Some of these tunes, old and new, are done in traditional string band style: play the tune through with few if any variations as many times as would fit on a 78 RPM record, then stop, just the way that Doc Roberts would do it back in the late 1920s. Examples of this are the traditional tunes “No Corn on Tygart,” “Bitter Creek,” and the recently composed “Taylor Girls” by Matt Brown. Pat Conte’s “Old Cumberland” features the wonderful slap-tongue harmonica of Vinaya Marty Lebenson behind Piro family backup.
A second approach might be called the “developmental” approach: start with one instrument playing the melody and add other instruments as a second melody instrument, then rhythm, and eventually start playing variations on the melody. This is not common in the old-time world and requires some time spent working out an arrangement for which instrument comes in at what time, how to stay out of each other’s way and yet achieve a sound that slowly builds from the simple to the complex. Geoff Seitz’s “Gravois Creek Pump” is done very successfully in this manner, as are “Gypsy Dance” and “Paddy, Won’t You Drink.” The only other band that I know of using the developmental approach is also a family band: three Amundsen siblings, Jubal’s Kin’s debut CD in 2012.
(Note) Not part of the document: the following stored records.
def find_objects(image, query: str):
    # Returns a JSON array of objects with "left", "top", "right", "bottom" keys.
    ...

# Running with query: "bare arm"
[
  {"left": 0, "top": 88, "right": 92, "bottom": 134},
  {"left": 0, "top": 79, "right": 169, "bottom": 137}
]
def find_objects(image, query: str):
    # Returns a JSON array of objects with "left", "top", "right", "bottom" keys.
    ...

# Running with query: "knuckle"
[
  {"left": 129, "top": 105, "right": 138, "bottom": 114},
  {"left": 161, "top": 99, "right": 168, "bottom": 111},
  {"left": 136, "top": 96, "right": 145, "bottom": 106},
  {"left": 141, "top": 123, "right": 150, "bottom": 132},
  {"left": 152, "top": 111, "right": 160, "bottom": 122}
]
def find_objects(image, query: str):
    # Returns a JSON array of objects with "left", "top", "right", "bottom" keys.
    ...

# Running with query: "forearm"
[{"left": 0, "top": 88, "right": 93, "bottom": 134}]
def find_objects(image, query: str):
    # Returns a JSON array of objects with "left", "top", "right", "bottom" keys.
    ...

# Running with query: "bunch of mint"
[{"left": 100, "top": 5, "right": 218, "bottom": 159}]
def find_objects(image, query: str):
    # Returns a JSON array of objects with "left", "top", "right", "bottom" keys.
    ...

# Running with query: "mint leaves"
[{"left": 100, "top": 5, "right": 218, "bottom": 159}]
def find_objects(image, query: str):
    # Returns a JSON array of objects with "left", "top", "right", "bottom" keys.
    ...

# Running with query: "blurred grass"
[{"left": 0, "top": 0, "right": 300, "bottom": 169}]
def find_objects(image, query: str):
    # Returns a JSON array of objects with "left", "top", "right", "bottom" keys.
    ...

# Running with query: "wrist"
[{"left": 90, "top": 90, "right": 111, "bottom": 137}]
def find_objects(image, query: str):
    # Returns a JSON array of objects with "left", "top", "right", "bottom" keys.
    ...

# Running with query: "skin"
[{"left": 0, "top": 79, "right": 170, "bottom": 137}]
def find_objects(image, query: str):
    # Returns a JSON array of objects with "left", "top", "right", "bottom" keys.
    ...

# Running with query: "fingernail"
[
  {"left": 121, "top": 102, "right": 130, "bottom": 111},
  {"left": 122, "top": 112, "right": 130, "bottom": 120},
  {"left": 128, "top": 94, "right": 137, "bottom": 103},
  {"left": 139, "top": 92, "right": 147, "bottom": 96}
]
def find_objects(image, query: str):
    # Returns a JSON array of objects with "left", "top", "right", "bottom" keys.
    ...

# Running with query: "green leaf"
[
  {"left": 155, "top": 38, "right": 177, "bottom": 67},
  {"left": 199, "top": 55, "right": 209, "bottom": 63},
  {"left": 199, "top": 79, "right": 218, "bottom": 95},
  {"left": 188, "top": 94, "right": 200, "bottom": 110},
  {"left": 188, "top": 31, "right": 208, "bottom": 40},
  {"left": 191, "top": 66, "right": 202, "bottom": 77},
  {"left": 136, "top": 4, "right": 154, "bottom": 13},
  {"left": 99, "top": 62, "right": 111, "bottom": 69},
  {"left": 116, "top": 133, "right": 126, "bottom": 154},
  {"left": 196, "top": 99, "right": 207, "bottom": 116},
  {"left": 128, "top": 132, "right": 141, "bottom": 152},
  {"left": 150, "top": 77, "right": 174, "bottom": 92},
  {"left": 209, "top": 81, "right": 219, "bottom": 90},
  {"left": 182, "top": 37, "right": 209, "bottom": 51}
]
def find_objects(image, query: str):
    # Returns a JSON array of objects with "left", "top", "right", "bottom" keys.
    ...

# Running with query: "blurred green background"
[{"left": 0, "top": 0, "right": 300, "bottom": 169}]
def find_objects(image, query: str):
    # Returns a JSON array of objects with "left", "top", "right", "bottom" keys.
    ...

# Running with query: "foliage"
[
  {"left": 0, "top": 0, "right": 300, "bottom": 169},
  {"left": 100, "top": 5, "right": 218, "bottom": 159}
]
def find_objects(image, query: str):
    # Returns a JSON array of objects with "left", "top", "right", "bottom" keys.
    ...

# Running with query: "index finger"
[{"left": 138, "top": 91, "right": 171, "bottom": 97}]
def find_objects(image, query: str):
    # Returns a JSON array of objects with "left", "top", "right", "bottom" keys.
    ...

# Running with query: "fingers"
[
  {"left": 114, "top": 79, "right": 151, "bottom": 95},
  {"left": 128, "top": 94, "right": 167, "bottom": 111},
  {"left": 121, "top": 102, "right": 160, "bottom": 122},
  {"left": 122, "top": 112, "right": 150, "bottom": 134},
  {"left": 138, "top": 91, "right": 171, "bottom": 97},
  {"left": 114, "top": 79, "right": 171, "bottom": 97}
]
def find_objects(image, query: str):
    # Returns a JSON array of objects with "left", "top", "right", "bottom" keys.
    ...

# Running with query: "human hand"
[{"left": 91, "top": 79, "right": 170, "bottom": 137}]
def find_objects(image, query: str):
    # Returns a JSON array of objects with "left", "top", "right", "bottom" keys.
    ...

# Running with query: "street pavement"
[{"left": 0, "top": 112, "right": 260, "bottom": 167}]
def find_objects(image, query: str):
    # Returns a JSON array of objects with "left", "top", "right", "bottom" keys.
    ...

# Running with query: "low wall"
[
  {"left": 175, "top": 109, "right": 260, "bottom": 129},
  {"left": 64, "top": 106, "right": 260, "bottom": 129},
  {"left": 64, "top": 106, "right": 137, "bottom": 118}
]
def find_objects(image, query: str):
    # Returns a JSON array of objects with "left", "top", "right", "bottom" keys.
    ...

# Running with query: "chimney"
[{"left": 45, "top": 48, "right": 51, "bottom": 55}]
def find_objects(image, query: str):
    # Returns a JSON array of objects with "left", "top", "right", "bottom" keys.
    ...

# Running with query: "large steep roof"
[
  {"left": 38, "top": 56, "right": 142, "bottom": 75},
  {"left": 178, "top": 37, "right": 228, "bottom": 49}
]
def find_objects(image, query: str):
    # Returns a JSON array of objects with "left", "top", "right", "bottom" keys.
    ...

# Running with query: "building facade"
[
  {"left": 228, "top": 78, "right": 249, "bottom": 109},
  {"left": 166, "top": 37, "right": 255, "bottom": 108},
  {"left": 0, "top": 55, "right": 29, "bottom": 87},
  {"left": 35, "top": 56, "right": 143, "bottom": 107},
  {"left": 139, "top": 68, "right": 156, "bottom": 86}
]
The most complicated and also the most densely arranged piece is “Reverse Chronology of Cooley Anne” which takes the listener 5000 miles south and east from Appalachia into Tanzania, and back into Appalachia, all in two and half minutes. The first thing you hear is the rhythm sounds of August Piro, “the human beat box.” Paul Sidlick starts playing “Julianne Johnson” in rhythm, then a second banjo joins (also Paul) an octave lower on minstrel banjo. As this continues, you start to hear rhythmic chanting by a group of people (which, you learn from the liner notes, are members of the Ngorongoro Masai of Tanzania), which gets louder and then fades away, while you still hear Julianne Johnson in the background. The listener has traveled to Africa and back as well as back in time, but has not returned to the starting place. This is a helix, not a circle, and deserves repeated listening.
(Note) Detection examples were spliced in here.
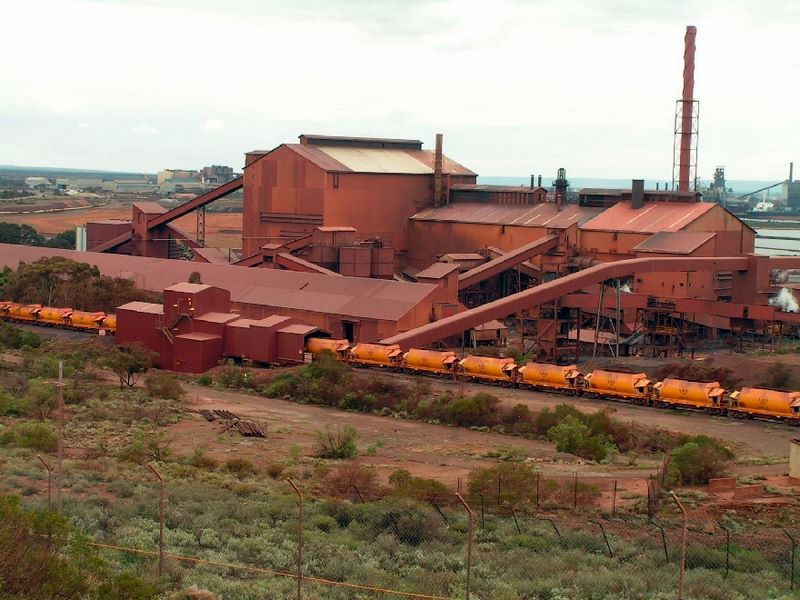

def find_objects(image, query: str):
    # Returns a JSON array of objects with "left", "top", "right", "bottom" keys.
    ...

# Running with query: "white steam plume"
[{"left": 769, "top": 288, "right": 800, "bottom": 312}]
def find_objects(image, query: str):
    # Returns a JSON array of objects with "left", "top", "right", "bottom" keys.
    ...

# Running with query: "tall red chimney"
[
  {"left": 433, "top": 133, "right": 444, "bottom": 207},
  {"left": 678, "top": 25, "right": 697, "bottom": 192}
]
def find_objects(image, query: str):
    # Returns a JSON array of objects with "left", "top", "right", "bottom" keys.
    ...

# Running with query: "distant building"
[
  {"left": 25, "top": 177, "right": 53, "bottom": 190},
  {"left": 56, "top": 177, "right": 103, "bottom": 191},
  {"left": 200, "top": 165, "right": 235, "bottom": 185},
  {"left": 103, "top": 179, "right": 156, "bottom": 194},
  {"left": 156, "top": 169, "right": 200, "bottom": 185}
]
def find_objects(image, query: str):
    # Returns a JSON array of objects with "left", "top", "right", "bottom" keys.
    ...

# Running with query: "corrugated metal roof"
[
  {"left": 411, "top": 202, "right": 602, "bottom": 229},
  {"left": 117, "top": 302, "right": 164, "bottom": 315},
  {"left": 634, "top": 231, "right": 716, "bottom": 254},
  {"left": 278, "top": 323, "right": 319, "bottom": 335},
  {"left": 416, "top": 264, "right": 460, "bottom": 279},
  {"left": 0, "top": 244, "right": 436, "bottom": 321},
  {"left": 581, "top": 201, "right": 717, "bottom": 233},
  {"left": 194, "top": 312, "right": 239, "bottom": 323}
]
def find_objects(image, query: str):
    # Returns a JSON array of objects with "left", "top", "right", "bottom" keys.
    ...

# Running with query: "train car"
[
  {"left": 8, "top": 302, "right": 42, "bottom": 322},
  {"left": 38, "top": 306, "right": 72, "bottom": 326},
  {"left": 518, "top": 362, "right": 583, "bottom": 394},
  {"left": 728, "top": 388, "right": 800, "bottom": 425},
  {"left": 584, "top": 369, "right": 652, "bottom": 405},
  {"left": 103, "top": 315, "right": 117, "bottom": 333},
  {"left": 458, "top": 354, "right": 518, "bottom": 385},
  {"left": 306, "top": 338, "right": 350, "bottom": 360},
  {"left": 350, "top": 344, "right": 403, "bottom": 367},
  {"left": 653, "top": 377, "right": 726, "bottom": 414},
  {"left": 68, "top": 310, "right": 106, "bottom": 330},
  {"left": 403, "top": 348, "right": 458, "bottom": 375}
]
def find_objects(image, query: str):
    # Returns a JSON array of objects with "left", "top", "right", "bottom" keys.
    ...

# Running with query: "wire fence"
[{"left": 9, "top": 470, "right": 800, "bottom": 600}]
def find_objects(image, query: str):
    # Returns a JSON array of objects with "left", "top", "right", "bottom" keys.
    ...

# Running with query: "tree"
[{"left": 100, "top": 344, "right": 155, "bottom": 389}]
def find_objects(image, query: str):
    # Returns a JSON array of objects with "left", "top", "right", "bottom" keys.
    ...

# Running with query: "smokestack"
[
  {"left": 553, "top": 167, "right": 569, "bottom": 211},
  {"left": 433, "top": 133, "right": 444, "bottom": 207},
  {"left": 631, "top": 179, "right": 644, "bottom": 210},
  {"left": 678, "top": 25, "right": 697, "bottom": 192}
]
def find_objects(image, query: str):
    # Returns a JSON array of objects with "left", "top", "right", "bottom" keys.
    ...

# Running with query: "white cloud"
[
  {"left": 200, "top": 118, "right": 225, "bottom": 134},
  {"left": 131, "top": 125, "right": 161, "bottom": 135}
]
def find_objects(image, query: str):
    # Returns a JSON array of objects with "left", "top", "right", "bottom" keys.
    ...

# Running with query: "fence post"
[
  {"left": 717, "top": 521, "right": 731, "bottom": 579},
  {"left": 572, "top": 471, "right": 578, "bottom": 510},
  {"left": 147, "top": 463, "right": 164, "bottom": 577},
  {"left": 36, "top": 454, "right": 53, "bottom": 512},
  {"left": 671, "top": 491, "right": 688, "bottom": 600},
  {"left": 456, "top": 492, "right": 472, "bottom": 600},
  {"left": 590, "top": 521, "right": 614, "bottom": 558},
  {"left": 56, "top": 360, "right": 64, "bottom": 514},
  {"left": 650, "top": 519, "right": 669, "bottom": 564},
  {"left": 611, "top": 479, "right": 617, "bottom": 515},
  {"left": 286, "top": 477, "right": 302, "bottom": 600},
  {"left": 783, "top": 529, "right": 797, "bottom": 591}
]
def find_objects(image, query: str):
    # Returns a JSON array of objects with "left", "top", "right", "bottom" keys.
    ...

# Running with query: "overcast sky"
[{"left": 0, "top": 0, "right": 800, "bottom": 180}]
This isn’t just a music CD; the art of Amy Piro is an integral part of the CD. The cover, titled “Jam Circle” shows the Piros’ jam room, but there are no people in the room. Instead, vases with sunflowers, who seem to be looking at each other, just as good musicians who make music together need to look at each other to communicate. (Could this be depicting the pandemic of 2020, when we couldn’t see each other to make music together?) On the back cover, “Ambition” depicts a group of similar flowers with one flower much taller than the others.
I do not know of any other CD like this, with all of its layers and not-so-hidden meanings and depths. The liner notes on the website offer some clues, but are only a starting point. I love it.